Semida Silveira, professor of practice in the Systems Engineering Program at Cornell, presented as a member of the United Nations' Council of Engineers for the Energy Transition, which met in person for the first time at COP27. Near the end of the two-week session, the council released a statement calling for rapid advancement of emerging clean-energy technologies and faster deployment of existing technologies. They also asserted that technical solutions must be matched by policy solutions to ensure that the energy transition will be environmentally and economically just, including for low-income and remote communities.

“A common denominator in the efforts to bring reliable electricity access to remote communities, whether in developing or developed countries, is the role of the local community: without local engagement, it is not possible to have a sustainable solution,” Silveira said. “This discussion is aligned with the growing understanding that energy access needs to be part of an integrated effort to bring income-generating activities to communities and promote sustainable development.”

Sadaf Sobhani, Mechanical and Aerospace Engineering, presented her research on carbon dioxide utilization, additive manufacturing, and advanced low-emission combustion. The insights gained at the conference are highly relevant to her research on high-efficiency, low-emission energy systems, she said.

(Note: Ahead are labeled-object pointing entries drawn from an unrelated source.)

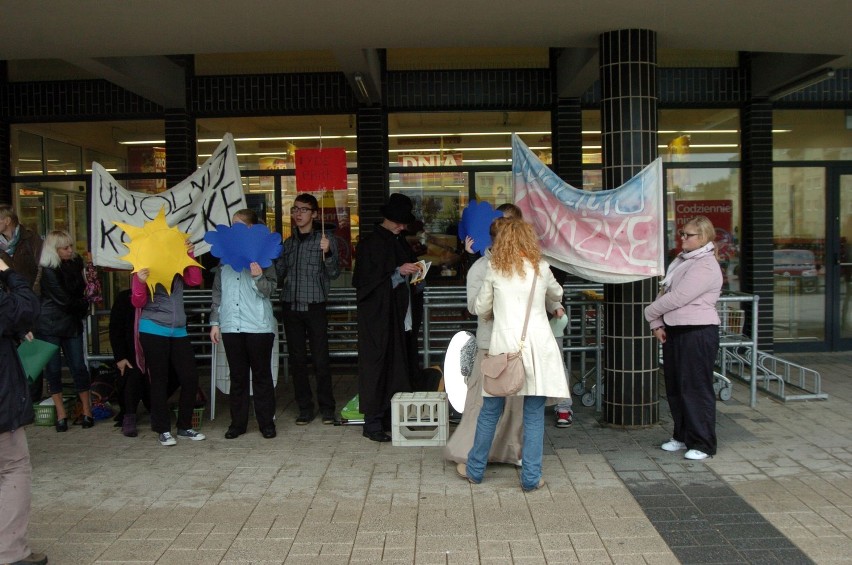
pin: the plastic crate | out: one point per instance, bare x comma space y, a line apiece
419, 419
197, 416
45, 414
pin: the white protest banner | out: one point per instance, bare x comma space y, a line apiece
208, 197
609, 236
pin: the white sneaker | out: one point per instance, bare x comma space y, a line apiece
673, 445
191, 434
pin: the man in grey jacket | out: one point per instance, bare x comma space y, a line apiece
19, 308
308, 264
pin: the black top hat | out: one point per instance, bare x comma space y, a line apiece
398, 209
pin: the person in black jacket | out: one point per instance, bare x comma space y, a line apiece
63, 307
389, 314
132, 383
19, 309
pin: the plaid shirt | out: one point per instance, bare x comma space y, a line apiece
306, 274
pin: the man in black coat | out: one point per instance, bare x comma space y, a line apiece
19, 308
388, 315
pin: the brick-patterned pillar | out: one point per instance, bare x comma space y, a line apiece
5, 137
566, 126
373, 172
628, 60
756, 198
180, 146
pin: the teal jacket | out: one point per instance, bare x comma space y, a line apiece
241, 302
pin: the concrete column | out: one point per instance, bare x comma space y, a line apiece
373, 171
628, 60
567, 145
180, 146
756, 240
5, 137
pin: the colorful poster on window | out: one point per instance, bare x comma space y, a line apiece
320, 169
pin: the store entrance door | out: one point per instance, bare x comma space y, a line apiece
838, 273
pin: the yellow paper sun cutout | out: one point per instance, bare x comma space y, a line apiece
159, 248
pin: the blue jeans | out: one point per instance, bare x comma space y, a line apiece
72, 350
489, 415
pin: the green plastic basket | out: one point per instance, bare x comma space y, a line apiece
45, 414
197, 416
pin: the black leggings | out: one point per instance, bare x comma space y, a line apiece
161, 353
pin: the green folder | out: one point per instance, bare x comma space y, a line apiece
34, 356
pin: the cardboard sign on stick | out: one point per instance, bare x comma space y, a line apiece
320, 169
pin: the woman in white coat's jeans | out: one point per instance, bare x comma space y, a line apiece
515, 257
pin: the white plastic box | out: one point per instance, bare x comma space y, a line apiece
419, 419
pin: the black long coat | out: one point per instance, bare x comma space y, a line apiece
387, 354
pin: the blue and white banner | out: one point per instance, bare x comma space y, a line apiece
608, 236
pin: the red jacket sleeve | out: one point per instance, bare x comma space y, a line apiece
138, 292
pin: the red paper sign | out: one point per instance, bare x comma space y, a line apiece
320, 169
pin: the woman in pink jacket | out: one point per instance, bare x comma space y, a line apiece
684, 319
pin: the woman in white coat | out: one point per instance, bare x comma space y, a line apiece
515, 257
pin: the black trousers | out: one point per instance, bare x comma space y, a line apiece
299, 328
161, 354
250, 354
133, 389
689, 355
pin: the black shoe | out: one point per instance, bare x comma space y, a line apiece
376, 436
33, 559
304, 418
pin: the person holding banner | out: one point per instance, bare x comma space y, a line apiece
165, 343
19, 308
388, 316
308, 264
63, 306
241, 317
684, 319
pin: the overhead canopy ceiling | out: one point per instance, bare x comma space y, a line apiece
93, 28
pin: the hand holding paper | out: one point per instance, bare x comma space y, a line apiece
422, 268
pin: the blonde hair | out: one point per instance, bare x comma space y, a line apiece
705, 228
55, 240
514, 242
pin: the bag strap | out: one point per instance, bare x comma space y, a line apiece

“Recent legislation from the Biden administration on advancing decarbonization and clean energy is really significant,” Sobhani said. “I’m feeling inspired as a researcher to continue working in these areas emphasized by the Department of Energy, including clean hydrogen and carbon dioxide conversion.”

Oceans, Climate, and Universities

This year also included the first-ever Oceans Pavilion, and three Cornellians presented about the role of universities in understanding how oceans are protecting us from even-worse climate impacts but paying for it through damages such as coral reef death and loss of seagrasses. Kathy Bunting-Howarth, associate director of New York Sea Grant and assistant director of Cornell Cooperative Extension presented alongside students Eva Fenningdorf ’23 and Katherine Cornett ’23, who were two of the 11 students who attended COP27 as part of Cornell’s delegation.

Bunting-Howarth also participated on a panel exploring the role of universities in taking sustainability from the margins to the mainstream. She spoke about a new Climate Stewards Program, which trains adult volunteers across New York on climate impacts, mitigation, communication, and the role of local governments. At the end of the program, volunteers work with a local government to help it achieve its climate goals. Participants were intrigued by the Land Grant and Sea Grant models bringing university research into communities and informing researchers about community research needs, she said.

“It’s really important that we’re not just an education or research institution for a certain population, but we have an imperative to serve our entire community,” Bunting-Howarth said. “The breadth and depth of the topics presented by Cornell researchers at COP27, combined with our efforts to link that knowledge to communities, demonstrates how Cornell truly is the land—and sea—grant to the world,” she said.

Funding for the Cornell COP27 delegation and the Cornell COP27 exhibit was provided by the Cornell Atkinson Center for Sustainability; funding for student delegates’ travel was provided by deans of the College of Arts and Sciences, College of Agriculture and Life Sciences, the Cornell Jeb E. Brooks School of Public Policy, and the College of Engineering.

John McKain is director of strategic communications for Cornell Atkinson. Krisy Gashler is a freelance writer for Cornell Atkinson.